Она любила его. Любила таким, каким он был: во многом непонятным, во многом непонятым ею.

Словно чуя какую-то давнюю рану – то ли затянувшуюся, но не изжитую, то ли всё ещё кровоточащую, но тщательно скрываемую – она желала взять на себя часть его боли, если не получится всю.

Но Алёша не из тех, кто делится своими проблемами: рубашку последнюю – пожалуйста! Но не боль.

Почему – она не понимала. Нет, понимала, конечно – мужская гордость, выдержка, воля… Но ведь так ещё больней, причём – обоим: тому, кто страдает, и тому, кто рядом и не может помочь. А она не могла – не знала, в чём, а стало быть, и как… Вот и старалась быть выше своих собственных чувств, призывая в помощники разницу в возрасте и свой материнский опыт.

– Ладно, – сказала она – молодёжь, так молодёжь! Пошли гулять!

* * *

Когда они расставались поздно вечером у её подъезда, Алёша вдруг хлопнул себя по лбу:

– Я же совсем забыл!

Он достал из кармана куртки и протянул ей сложенные бумажки.

Она развернула их. Это были билеты: два на самолёт до Москвы и два на поезд Москва-Феодосия.
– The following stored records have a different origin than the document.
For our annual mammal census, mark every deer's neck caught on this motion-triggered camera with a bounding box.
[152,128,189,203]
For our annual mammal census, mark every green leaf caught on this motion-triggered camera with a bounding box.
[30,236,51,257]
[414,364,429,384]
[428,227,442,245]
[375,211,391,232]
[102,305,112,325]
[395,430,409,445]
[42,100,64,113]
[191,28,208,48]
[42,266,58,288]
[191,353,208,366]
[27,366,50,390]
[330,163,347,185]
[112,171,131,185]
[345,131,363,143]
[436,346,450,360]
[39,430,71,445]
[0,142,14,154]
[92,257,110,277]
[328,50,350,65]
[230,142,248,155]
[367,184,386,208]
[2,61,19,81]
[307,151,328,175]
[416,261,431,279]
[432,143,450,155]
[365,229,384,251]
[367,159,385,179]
Она очень устала за сегодняшний день и поэтому уснула, едва коснувшись подушки.

Translation Into Russian

Им с Игорем приписывали роман почти с тех самых пор, как он пришёл в отдел пацаном двадцати одного года отроду. Её это забавляло – ей было тогда чуть больше, чем теперь ему, а Игорю льстило – Алёша как-то проговорился.

Сам Алёша за два с половиной года их странных – прерывающихся на недели, а то и месяцы безо всяких объяснений – отношений ни разу не попытался уточнить, было ли это только легендой, или…

* * *

Почему ей приписывали именно Игоря, трудно сказать. Может быть, общность литературных пристрастий дала такой повод – они часто обменивались книгами и журналами, а за чаепитием вели дискуссии о прочитанном. Хотя, будь у них роман, они нашли бы другое место и время для обмена мнениями и литературой…

А может, из-за Игоревых "тысяч", которые она переводила ему, когда тот поступил на заочный?.. Но не он один бегал к ней с коньяком, шоколадками и этими «тысячами» в виде единственной доступной широким массам газеты на английском под названием «Москоу ньюс»…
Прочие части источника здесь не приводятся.